In the beginning there must have been simpler materials than the complicated ones which seemed to have been stabilised in living creatures for millions of years.

“If life pulled itself together from simple molecules it must have done it in a very simple way,” Prof. Bernal continued. “If it is an easy thing to do, we should be able to do it ourselves.” A start on this had already been made in laboratories by the production of certain fundamental materials.

He was now slightly prejudiced against the view that meteorites contained fossils, which would be evidence of life in other parts of the universe. At one time he had been slightly in favour of it.

The reason for his present view was that it was unlikely that life existed on the small asteroids between Mars and Jupiter, from which the meteorites most probably came.

On the other hand, he could argue against himself “by pointing out that these small bodies might once have been hot because of radio-activity with a temperature ranging from 2,000deg. in the centre to the temperature of outer space on the outside.

“Somewhere in between there would be the right temperature for life, between nought and 100deg.,” he added. “So in these places life might have existed on the ground.”

Trapping Mars microbes

BY A SCIENCE CORRESPONDENT

A device that will throw out sticky strings to trap Martian life is proposed for Mariner B, the American spacecraft intended to land instruments on Mars during 1964. The strings will be wound back into the spacecraft and tested for microbial life.

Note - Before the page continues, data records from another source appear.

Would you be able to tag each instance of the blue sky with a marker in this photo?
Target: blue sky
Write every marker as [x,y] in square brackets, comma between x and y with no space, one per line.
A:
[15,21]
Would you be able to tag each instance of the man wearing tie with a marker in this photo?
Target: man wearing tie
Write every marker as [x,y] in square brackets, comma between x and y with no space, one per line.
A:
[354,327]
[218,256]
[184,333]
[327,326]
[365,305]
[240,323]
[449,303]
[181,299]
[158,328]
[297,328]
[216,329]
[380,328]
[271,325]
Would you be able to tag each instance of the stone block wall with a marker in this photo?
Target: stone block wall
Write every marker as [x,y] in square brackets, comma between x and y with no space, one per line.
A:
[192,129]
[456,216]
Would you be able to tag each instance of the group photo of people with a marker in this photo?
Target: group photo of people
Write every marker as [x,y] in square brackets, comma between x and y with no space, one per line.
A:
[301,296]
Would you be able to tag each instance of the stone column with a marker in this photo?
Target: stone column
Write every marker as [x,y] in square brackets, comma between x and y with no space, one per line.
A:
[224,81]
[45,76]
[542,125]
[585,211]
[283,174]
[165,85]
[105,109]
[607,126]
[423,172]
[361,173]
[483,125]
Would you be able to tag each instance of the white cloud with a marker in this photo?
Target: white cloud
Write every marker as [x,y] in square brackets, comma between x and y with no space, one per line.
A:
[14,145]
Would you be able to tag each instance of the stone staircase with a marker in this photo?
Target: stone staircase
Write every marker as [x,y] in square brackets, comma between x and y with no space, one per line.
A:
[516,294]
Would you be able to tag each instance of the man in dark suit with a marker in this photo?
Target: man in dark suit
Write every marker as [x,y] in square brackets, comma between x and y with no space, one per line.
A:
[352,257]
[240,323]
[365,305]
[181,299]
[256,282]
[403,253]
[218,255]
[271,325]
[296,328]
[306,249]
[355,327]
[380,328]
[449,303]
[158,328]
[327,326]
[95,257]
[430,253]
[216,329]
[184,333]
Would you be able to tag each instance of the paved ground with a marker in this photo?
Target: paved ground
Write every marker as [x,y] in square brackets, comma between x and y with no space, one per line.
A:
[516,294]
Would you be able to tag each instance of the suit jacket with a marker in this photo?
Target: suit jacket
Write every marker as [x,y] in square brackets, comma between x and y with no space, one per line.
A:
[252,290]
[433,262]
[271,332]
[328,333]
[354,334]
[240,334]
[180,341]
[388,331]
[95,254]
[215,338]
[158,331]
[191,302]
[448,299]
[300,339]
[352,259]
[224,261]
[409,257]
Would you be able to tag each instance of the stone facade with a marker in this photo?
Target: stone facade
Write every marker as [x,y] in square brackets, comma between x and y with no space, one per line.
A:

Life is considered more likely to exist on Mars than on any of the other planets. The life detector in Mariner B will be based on a radio-active tracer method. The two 50ft. strings ejected from the spacecraft will be impregnated with a nutrient broth containing radio-active carbon-14. Any microscopic forms of life adhering to the strings will turn some of the carbon-14 into radio-active carbon dioxide which will be detected with a Geiger counter after the strings have been reeled back into the spacecraft.

Mariner B, will look for microscopic forms of life rather than larger organisms because if there is life on Mars these are likely to be far more abundant. It is also quite possible that bacterial life could exist without larger organisms, but larger organisms could hardly exist without bacteria.

Conditions on Mars do not appear to be very favourable for life. The average temperature is well below freezing point, and the atmosphere, which is very thin, may contain no oxygen. But the United States Air Force had shown that some microscopic forms of terrestrial life can survive in simulated Martian conditions.

Twenty unidentified satellites have been launched by the US Air Force since November. Among these have been six Samos reconnaissance satellites, one Midas missile warning satellite, and 12 others containing Midas and Samos equipment. They have been launched under conditions of military secrecy.

This information is given in an issue of “Flight” published today. It comes after the two Soviet spacemen had returned safely to earth.

Major Nikolayev (64 orbits) and Colonel Popovich (48 orbits) landed yesterday within six minutes of each other south of Karaganda in Kazakhstan. Both were officially reported to be well. Tass stated that they had withstood excellently the conditions of being put into orbit, the long flight in space, and the return to earth.

Sir Bernard Lovell, commenting at Jodrell Bank on the Russian achievement, said that she now had “a clear space superiority in the military, if not in the scientific, sense.” The Soviet exploit “has added a new and agonising dimension to the world’s troubles.”